AP: We finished a beautiful house in Cabo San Lucas. With most of the clients, it was a second home and they seemed to want everything delivered in a box—not even buying a toothbrush, tell me what soap should be in the shower. When you’re doing main residences it’s a little more challenging, more intense debating going on between the couple. I renovated Dune, a 400-seat in Fort Lauderdale, one of the only ones on the beachfront. I’m doing a restaurant in Brooklyn and in Houston, building it from the ground up. And I have a very good friend who’s an acupuncturist. He called me in the middle of winter and said can you design a store for me? I didn’t want to design stores anymore, but it was really fun. It’s a tiny little apothecary in Sag Harbor that reimagines what an herbalist [shop] might look like, a little jewel box.
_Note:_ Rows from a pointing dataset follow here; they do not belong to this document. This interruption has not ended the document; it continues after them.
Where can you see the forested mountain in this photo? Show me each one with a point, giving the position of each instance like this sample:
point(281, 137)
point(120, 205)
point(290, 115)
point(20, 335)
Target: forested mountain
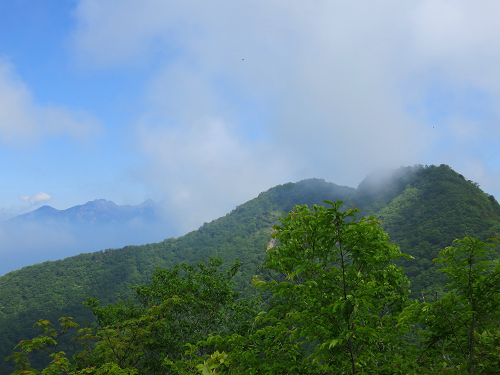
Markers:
point(422, 208)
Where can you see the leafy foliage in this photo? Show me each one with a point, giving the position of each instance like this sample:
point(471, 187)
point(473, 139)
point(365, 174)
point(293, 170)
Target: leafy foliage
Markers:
point(423, 209)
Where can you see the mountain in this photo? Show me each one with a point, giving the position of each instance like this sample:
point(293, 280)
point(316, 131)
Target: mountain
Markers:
point(422, 208)
point(99, 211)
point(50, 234)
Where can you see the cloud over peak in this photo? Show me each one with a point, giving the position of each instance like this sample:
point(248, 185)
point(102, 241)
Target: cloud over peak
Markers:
point(36, 198)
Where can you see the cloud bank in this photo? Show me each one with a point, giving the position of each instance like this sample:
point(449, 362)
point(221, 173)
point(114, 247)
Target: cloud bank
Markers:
point(36, 198)
point(248, 94)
ID: How did you reconnect with EJ Victor for your collections with them?
AP: I’ve been working with EJ Victor for decades, maybe, they used to do the Ralph Lauren furniture line. We were chatting after I left and it was clear to me there was an opportunity for what I would call American classics. One of the things that’s happened in America is this idea of coastal. The first season I did my collection, the people who came to Market were all from the South. They responded, and I started to lean into more of a warm weather strategy, for lack of a better phrase.
ID: How do you conceptualize the difference between that collection and the new one under your own name?
AP: That one will will show at Market, we’re going to a much bigger showroom. I grew up in Miami, in the ‘60s in Coconut Grove surrounded by Spanish and Art Deco architecture, and hippies. That really formed my view of the world and design, that bohemian quality. I like things that are antiques and have patina to them, but are modern. When I started my collection, I wasn’t really doing experimental design. I’m not doing this for my health. I’m doing it because I want people to love it and buy it and get it out there.